ECLI:NL:CRVB:2009:BJ5640
Centrale Raad van Beroep
- Hoger beroep
- Rechtspraak.nl
Afwijzing aanvraag bijstandsuitkering op basis van gezamenlijke huishouding
In deze zaak gaat het om het hoger beroep van appellant tegen de uitspraak van de rechtbank ’s-Gravenhage, die op 25 september 2008 het beroep tegen het besluit van het College van burgemeester en wethouders van de gemeente ’s-Gravenhage ongegrond heeft verklaard. Appellant had op 4 juni 2007 een aanvraag ingediend voor bijstandsuitkering naar de norm voor alleenstaanden, welke aanvraag op 24 juli 2007 door het College werd afgewezen. De afwijzing was gebaseerd op het feit dat appellant een gezamenlijke huishouding zou voeren met zijn partner, wat in strijd is met de voorwaarden voor bijstandsverlening aan alleenstaanden volgens de Wet werk en bijstand (WWB).
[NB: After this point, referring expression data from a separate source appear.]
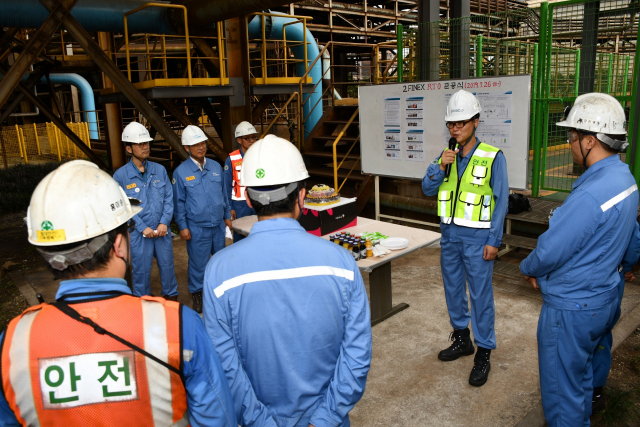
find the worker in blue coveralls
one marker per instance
(472, 204)
(54, 354)
(201, 210)
(292, 326)
(148, 182)
(246, 135)
(602, 357)
(576, 262)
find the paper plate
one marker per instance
(395, 243)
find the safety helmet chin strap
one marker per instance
(584, 156)
(470, 137)
(138, 158)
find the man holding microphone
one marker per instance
(472, 204)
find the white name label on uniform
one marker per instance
(67, 382)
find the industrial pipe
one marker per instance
(93, 15)
(86, 95)
(99, 15)
(295, 33)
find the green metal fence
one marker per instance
(569, 48)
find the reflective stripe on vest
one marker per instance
(237, 191)
(468, 202)
(83, 378)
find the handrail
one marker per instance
(335, 153)
(186, 34)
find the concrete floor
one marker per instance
(407, 384)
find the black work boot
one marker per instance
(462, 346)
(481, 367)
(197, 302)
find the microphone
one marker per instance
(452, 146)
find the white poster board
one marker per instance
(402, 125)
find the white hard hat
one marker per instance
(76, 202)
(244, 129)
(462, 106)
(192, 135)
(135, 133)
(601, 114)
(272, 161)
(598, 113)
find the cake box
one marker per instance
(322, 220)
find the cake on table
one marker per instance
(321, 195)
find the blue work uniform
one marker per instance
(462, 249)
(602, 357)
(154, 191)
(576, 265)
(208, 396)
(240, 206)
(200, 206)
(292, 326)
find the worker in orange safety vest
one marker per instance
(99, 355)
(246, 135)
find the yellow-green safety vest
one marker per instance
(469, 201)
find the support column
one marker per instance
(32, 50)
(460, 34)
(239, 105)
(589, 47)
(428, 39)
(111, 113)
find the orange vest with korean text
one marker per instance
(57, 371)
(237, 191)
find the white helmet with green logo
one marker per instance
(74, 203)
(272, 162)
(462, 106)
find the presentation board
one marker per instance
(402, 127)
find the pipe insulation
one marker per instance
(87, 99)
(100, 15)
(93, 15)
(86, 96)
(312, 108)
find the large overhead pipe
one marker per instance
(86, 95)
(93, 15)
(100, 15)
(205, 12)
(273, 30)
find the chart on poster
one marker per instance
(403, 129)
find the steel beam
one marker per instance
(589, 48)
(117, 77)
(58, 122)
(186, 120)
(33, 49)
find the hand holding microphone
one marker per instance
(448, 157)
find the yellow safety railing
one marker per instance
(270, 62)
(161, 48)
(336, 166)
(40, 142)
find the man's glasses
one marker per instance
(458, 125)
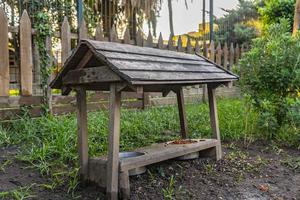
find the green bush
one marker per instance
(270, 75)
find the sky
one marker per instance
(187, 20)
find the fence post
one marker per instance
(231, 57)
(83, 34)
(225, 53)
(4, 55)
(212, 51)
(170, 43)
(160, 43)
(26, 55)
(219, 54)
(126, 37)
(189, 48)
(65, 40)
(179, 44)
(139, 38)
(99, 32)
(149, 41)
(237, 54)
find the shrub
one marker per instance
(270, 74)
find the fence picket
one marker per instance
(219, 54)
(4, 55)
(170, 43)
(113, 36)
(212, 51)
(149, 41)
(127, 36)
(179, 45)
(160, 43)
(99, 32)
(65, 40)
(231, 58)
(237, 53)
(139, 38)
(83, 33)
(225, 55)
(26, 55)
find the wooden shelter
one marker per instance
(114, 67)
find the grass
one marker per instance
(49, 143)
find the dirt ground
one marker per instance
(258, 172)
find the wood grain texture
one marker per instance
(82, 134)
(90, 75)
(26, 55)
(65, 40)
(4, 55)
(214, 119)
(113, 143)
(182, 113)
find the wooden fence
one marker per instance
(223, 55)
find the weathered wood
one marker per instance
(145, 65)
(197, 47)
(90, 75)
(82, 132)
(170, 43)
(161, 152)
(179, 44)
(225, 52)
(214, 120)
(113, 141)
(182, 113)
(231, 58)
(189, 48)
(237, 54)
(161, 59)
(149, 41)
(26, 55)
(113, 36)
(99, 32)
(139, 38)
(160, 43)
(212, 51)
(127, 36)
(4, 55)
(86, 58)
(83, 32)
(124, 185)
(65, 40)
(219, 55)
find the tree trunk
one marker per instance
(171, 17)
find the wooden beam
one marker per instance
(90, 75)
(4, 55)
(82, 135)
(86, 58)
(214, 119)
(26, 55)
(182, 113)
(113, 142)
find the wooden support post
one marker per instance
(124, 185)
(214, 119)
(26, 55)
(182, 113)
(4, 55)
(82, 135)
(113, 142)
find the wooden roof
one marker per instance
(143, 66)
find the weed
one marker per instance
(20, 193)
(4, 165)
(169, 191)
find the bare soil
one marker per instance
(258, 172)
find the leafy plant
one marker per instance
(270, 74)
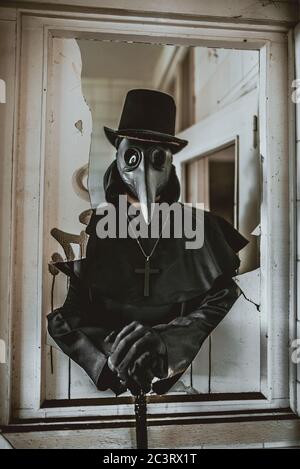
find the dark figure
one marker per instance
(139, 309)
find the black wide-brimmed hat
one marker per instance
(148, 115)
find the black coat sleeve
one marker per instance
(185, 335)
(82, 340)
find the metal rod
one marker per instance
(140, 408)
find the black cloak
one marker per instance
(190, 295)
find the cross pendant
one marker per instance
(147, 271)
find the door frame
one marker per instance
(35, 32)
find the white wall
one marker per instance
(221, 77)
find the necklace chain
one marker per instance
(148, 256)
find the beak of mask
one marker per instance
(145, 169)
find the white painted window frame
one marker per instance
(276, 128)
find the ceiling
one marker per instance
(106, 59)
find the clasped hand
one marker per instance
(137, 355)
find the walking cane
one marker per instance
(140, 409)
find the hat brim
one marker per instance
(176, 144)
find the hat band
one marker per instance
(148, 139)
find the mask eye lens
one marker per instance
(159, 157)
(132, 158)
De rechtbank oordeelde dat het hoofdverblijf van appellant in de woning van zijn partner niet ter discussie stond en dat er voldoende bewijs was voor de conclusie dat appellant en zijn partner wederzijdse zorg verleenden, wat hen kwalificeert als een gezamenlijke huishouding. Appellant ging in hoger beroep, maar de Centrale Raad van Beroep bevestigde het oordeel van de rechtbank. De Raad vond geen aanknopingspunten in de argumenten van appellant om tot een ander oordeel te komen.
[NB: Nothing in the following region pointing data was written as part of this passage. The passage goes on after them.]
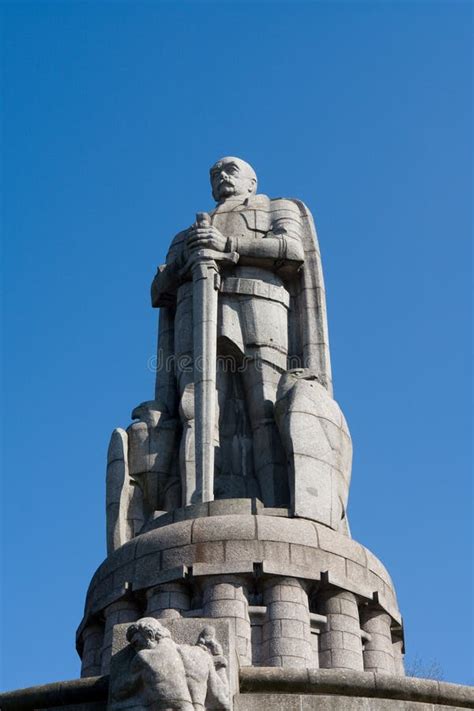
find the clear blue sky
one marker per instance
(113, 113)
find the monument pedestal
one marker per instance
(296, 593)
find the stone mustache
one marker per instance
(243, 405)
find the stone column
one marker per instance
(168, 600)
(226, 597)
(398, 657)
(340, 644)
(378, 652)
(286, 630)
(93, 639)
(116, 613)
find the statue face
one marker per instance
(141, 640)
(232, 177)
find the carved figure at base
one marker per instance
(165, 676)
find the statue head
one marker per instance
(232, 177)
(146, 633)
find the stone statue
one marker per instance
(242, 311)
(270, 311)
(165, 676)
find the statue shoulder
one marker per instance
(293, 205)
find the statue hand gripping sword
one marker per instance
(204, 264)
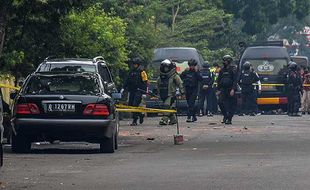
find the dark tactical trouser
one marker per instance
(168, 118)
(248, 102)
(294, 101)
(191, 96)
(214, 102)
(227, 104)
(135, 99)
(206, 95)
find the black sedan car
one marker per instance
(66, 107)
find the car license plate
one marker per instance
(61, 107)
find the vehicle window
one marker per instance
(175, 54)
(269, 66)
(104, 73)
(201, 58)
(301, 61)
(68, 68)
(60, 84)
(181, 65)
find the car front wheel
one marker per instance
(108, 145)
(20, 143)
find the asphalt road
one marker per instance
(263, 152)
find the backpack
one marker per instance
(246, 78)
(227, 79)
(206, 78)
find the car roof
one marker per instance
(300, 57)
(265, 52)
(67, 61)
(64, 73)
(189, 48)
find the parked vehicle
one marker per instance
(66, 106)
(96, 65)
(179, 55)
(270, 60)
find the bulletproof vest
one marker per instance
(135, 79)
(164, 86)
(227, 78)
(206, 77)
(247, 81)
(190, 80)
(246, 78)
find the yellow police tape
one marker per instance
(9, 86)
(124, 108)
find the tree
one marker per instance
(92, 32)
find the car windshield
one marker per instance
(68, 68)
(60, 84)
(300, 61)
(268, 66)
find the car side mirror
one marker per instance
(20, 83)
(117, 96)
(13, 95)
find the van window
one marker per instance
(268, 66)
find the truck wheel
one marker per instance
(20, 143)
(108, 145)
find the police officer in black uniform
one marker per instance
(206, 89)
(136, 85)
(294, 89)
(191, 78)
(227, 85)
(247, 78)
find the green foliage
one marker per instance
(122, 30)
(92, 32)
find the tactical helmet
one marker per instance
(192, 62)
(292, 66)
(206, 65)
(136, 60)
(227, 58)
(166, 66)
(247, 65)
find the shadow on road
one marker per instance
(60, 150)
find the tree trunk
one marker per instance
(175, 12)
(3, 22)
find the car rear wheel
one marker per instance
(108, 145)
(20, 143)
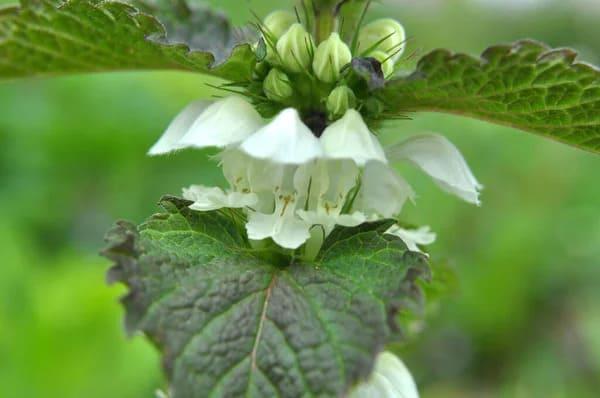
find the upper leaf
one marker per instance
(42, 38)
(231, 323)
(525, 85)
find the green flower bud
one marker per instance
(331, 56)
(387, 64)
(340, 100)
(277, 86)
(278, 22)
(296, 48)
(385, 35)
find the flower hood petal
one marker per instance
(350, 138)
(390, 379)
(439, 158)
(413, 238)
(286, 140)
(226, 122)
(383, 191)
(170, 140)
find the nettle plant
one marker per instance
(293, 279)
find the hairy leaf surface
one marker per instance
(231, 323)
(525, 85)
(41, 38)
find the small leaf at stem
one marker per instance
(230, 323)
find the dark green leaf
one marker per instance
(230, 323)
(525, 85)
(42, 38)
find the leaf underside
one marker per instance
(45, 38)
(525, 85)
(231, 324)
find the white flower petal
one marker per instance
(226, 122)
(439, 158)
(413, 238)
(383, 191)
(390, 379)
(282, 225)
(170, 140)
(214, 198)
(285, 140)
(350, 138)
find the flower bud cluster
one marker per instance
(301, 73)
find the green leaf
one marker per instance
(526, 85)
(42, 38)
(231, 323)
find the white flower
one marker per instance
(171, 139)
(436, 156)
(295, 187)
(383, 192)
(390, 379)
(285, 140)
(413, 238)
(350, 138)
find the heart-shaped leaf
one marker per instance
(42, 38)
(231, 321)
(526, 85)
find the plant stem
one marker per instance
(325, 23)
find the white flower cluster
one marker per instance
(390, 379)
(296, 187)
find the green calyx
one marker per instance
(311, 65)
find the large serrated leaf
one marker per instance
(230, 323)
(42, 38)
(526, 85)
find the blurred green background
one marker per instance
(524, 320)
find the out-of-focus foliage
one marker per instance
(523, 322)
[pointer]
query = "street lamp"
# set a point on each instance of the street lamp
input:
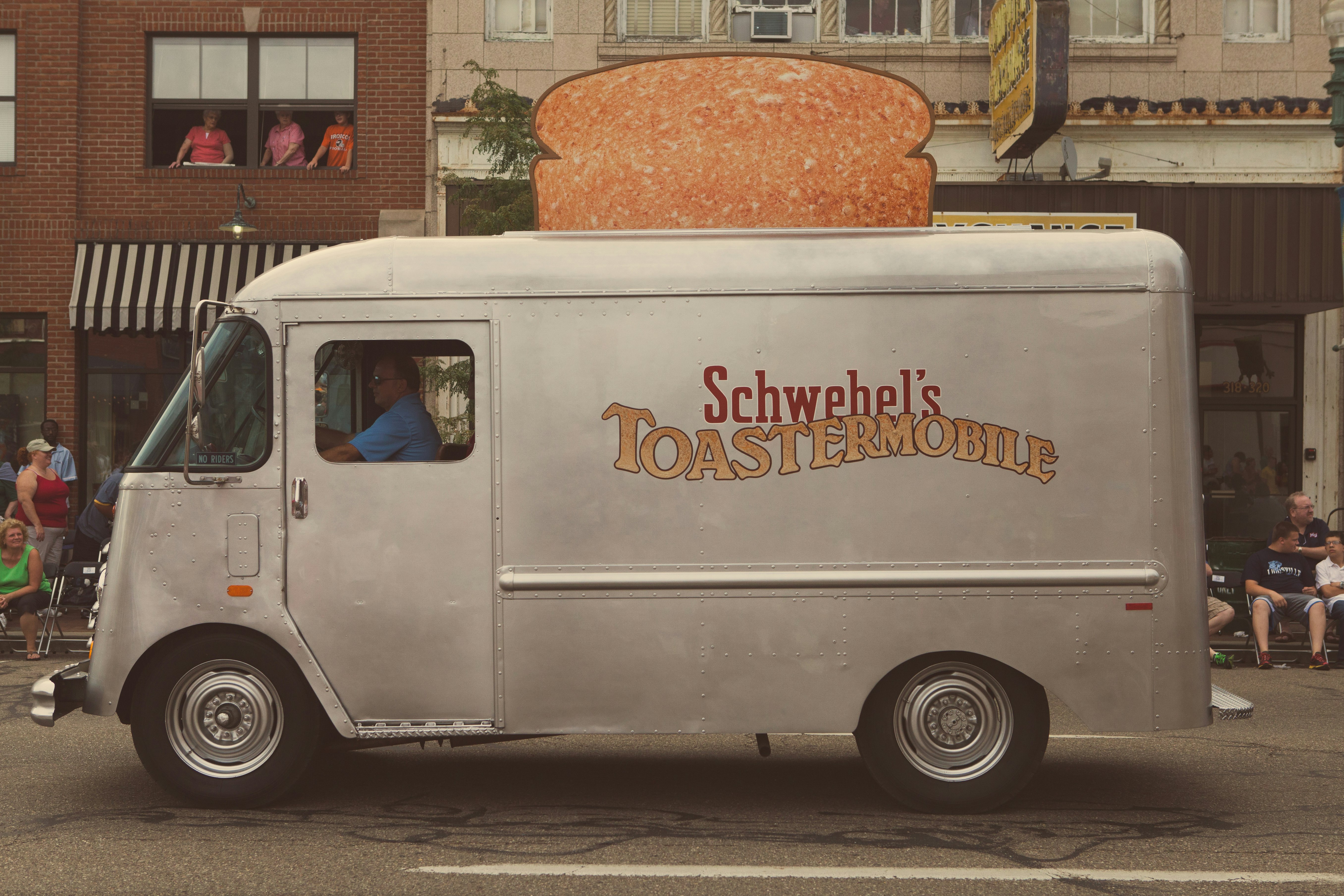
(1332, 22)
(238, 226)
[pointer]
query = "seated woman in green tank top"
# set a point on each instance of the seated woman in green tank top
(23, 585)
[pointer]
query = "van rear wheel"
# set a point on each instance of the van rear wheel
(953, 733)
(225, 721)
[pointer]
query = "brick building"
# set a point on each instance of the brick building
(104, 248)
(1213, 117)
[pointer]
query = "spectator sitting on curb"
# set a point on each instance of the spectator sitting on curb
(1281, 585)
(1220, 614)
(1330, 580)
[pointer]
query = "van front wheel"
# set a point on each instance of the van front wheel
(953, 733)
(225, 721)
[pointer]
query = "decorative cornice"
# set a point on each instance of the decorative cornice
(1121, 109)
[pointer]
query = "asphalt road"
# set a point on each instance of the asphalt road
(79, 815)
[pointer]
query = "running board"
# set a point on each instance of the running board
(1229, 706)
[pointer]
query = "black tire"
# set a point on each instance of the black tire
(983, 733)
(244, 723)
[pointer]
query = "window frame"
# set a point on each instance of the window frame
(623, 10)
(492, 34)
(1143, 37)
(13, 99)
(1283, 35)
(179, 424)
(924, 37)
(253, 107)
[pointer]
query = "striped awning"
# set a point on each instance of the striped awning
(154, 287)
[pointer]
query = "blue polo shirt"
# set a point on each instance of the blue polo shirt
(404, 433)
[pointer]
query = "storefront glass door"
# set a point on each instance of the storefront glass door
(1250, 422)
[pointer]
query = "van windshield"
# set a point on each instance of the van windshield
(233, 417)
De uitspraak van de Centrale Raad van Beroep werd gedaan op 4 augustus 2009, waarbij de Raad de eerdere uitspraak van de rechtbank bevestigde. Er werd geen veroordeling in proceskosten uitgesproken. Partijen hebben de mogelijkheid om binnen zes weken na verzending van de uitspraak beroep in cassatie in te stellen bij de Hoge Raad der Nederlanden, indien zij menen dat er sprake is van schending of verkeerde toepassing van de wet.